LALT 2016-17 Season Announced


September 2016
Not Quite Right by Elaine Jarvik and Robert Benjamin. Directed by Dennis Powell.
Not Quite Right, an upbeat and humorous family drama, features a misshapen pot, a marathon dance and a three a.m. mêlée over “what’s enough?” Three couples grapple with dueling expectations in the wee hours of the morning when everything seems, well, not quite right.    

November 2016
The 1940s Radio Hour by Walton Jones. Directed by Laurie Tomlinson; Musical Director Gretchen Amstutz.
This play captures the spirit of the 1940s when the world was at war and pop music meant “Strike Up the Band” and “Boogie Woogie Bugle Boy.” The radio calvcade’s harassed producer copes with a drunk lead singer, the delivery boy who wants a chance in front of the mike, the second banana who dreams of singing a ballad, and the trumpet playing sound effects man who chooses a fighter plane over Glenn Miller.

January 2017
Dog Sees God: Confessions of a Teenage Blockhead by Bert V. Royal.
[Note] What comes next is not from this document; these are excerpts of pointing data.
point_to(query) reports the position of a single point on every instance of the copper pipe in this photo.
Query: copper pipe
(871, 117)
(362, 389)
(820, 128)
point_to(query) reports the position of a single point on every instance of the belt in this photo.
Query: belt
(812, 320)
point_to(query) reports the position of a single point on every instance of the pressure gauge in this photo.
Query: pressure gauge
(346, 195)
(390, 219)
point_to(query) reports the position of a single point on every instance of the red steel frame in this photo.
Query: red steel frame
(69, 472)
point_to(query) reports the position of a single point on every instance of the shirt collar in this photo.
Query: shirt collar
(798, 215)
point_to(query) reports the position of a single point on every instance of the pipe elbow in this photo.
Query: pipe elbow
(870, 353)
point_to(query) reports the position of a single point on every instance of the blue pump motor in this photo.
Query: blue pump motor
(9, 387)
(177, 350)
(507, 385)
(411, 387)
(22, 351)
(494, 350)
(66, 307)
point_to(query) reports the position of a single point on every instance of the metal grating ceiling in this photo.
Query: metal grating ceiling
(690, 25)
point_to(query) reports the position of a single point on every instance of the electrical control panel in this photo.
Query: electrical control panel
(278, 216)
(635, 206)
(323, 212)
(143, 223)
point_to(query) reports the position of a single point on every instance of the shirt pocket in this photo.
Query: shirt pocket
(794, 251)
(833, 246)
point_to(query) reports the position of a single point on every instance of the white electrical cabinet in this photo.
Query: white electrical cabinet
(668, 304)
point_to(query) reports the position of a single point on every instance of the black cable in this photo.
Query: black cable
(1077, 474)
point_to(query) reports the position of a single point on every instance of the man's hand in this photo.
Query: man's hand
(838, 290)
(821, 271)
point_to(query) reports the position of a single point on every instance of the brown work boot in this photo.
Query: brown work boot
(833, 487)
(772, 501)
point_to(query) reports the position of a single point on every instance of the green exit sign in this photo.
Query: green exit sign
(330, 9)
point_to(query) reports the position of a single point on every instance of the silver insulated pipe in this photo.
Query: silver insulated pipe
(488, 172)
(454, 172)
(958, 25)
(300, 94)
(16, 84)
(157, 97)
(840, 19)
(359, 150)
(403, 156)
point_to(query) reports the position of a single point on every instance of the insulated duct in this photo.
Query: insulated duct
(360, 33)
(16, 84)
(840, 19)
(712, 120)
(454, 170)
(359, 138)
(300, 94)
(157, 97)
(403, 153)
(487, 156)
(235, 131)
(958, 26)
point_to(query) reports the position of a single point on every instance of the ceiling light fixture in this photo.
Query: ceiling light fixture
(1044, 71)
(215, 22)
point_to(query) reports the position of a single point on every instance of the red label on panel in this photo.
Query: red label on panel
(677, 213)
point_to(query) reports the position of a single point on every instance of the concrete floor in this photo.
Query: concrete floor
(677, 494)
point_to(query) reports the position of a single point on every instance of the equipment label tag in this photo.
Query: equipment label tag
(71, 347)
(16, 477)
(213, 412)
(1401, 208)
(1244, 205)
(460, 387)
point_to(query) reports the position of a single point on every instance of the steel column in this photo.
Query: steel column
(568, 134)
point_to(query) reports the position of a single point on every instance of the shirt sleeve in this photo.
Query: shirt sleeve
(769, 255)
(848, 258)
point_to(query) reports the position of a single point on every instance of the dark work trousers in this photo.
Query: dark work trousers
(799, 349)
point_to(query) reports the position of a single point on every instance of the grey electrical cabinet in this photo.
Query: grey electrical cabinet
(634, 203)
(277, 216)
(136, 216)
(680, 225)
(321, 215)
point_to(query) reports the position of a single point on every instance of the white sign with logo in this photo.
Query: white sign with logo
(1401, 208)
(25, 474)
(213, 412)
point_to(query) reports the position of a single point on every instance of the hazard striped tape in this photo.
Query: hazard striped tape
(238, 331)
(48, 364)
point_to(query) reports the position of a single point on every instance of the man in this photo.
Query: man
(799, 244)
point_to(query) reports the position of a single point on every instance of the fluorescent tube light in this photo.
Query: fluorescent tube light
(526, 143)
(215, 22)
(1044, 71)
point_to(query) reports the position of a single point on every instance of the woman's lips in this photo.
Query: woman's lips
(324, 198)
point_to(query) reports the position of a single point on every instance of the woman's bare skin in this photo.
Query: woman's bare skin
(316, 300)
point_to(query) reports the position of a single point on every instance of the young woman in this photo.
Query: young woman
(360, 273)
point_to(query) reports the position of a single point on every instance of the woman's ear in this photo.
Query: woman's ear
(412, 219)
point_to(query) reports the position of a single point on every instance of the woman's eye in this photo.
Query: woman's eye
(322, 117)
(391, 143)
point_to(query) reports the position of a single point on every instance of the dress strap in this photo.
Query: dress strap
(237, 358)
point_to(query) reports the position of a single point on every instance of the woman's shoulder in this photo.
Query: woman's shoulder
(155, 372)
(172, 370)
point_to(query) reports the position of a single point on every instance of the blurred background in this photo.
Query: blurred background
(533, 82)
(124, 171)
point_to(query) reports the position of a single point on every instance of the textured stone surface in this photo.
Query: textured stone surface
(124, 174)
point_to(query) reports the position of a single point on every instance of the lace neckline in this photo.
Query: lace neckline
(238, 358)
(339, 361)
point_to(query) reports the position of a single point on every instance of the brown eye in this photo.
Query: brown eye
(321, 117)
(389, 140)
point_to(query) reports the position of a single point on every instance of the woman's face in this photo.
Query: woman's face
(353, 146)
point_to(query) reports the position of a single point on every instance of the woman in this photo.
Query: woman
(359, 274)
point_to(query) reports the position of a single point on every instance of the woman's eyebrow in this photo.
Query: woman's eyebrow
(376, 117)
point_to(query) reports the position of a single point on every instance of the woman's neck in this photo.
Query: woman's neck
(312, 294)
Directed by Ken Milder.
This unauthorized parody follows the familiar characters of the Peanuts comic strip, now teenagers, as they deal with very difficult issues confronting young adults, including drug use, suicide, eating disorders — and the loss of a beloved dog to rabies. A dark comedy, the play moves through increasingly harrowing events to an ending both hopeful and haunting.

March 2017
The Other Place by Sharr White. Directed by Gwen Lewis.
This compelling drama centers on Juliana Smithton, a successful neurologist whose life seems to be coming unhinged. Her husband has filed for divorce, her daughter has eloped with a much older man and her own health is in jeopardy. But in this brilliantly crafted work, nothing is as it seems. Piece by piece, a mystery unfolds as fact blurs with fiction, past collides with present and the elusive truth about Juliana boils to the surface.

May 2017
Rosencrantz and Guildenstern are Dead by Tom Stoppard. Directed by John Cullinan.
Acclaimed as a modern dramatic masterpiece, Rosencrantz & Guildenstern Are Dead is the tale of Hamlet as told from the worm’s-eye view of two minor characters in Shakespeare’s play. In Tom Stoppard’s best-known work, the Shakespearean Laurel and Hardy finally get a chance to take the lead role, but do so in a world where reality and illusion intermix, and where fate leads the two characters to a tragic but inevitable end. Brief appearances of major characters from Hamlet, who enact fragments of the original play’s scenes, add to the bewilderment of the two protagonists, who voice their confusion at the progress of events occurring onstage without them in Hamlet.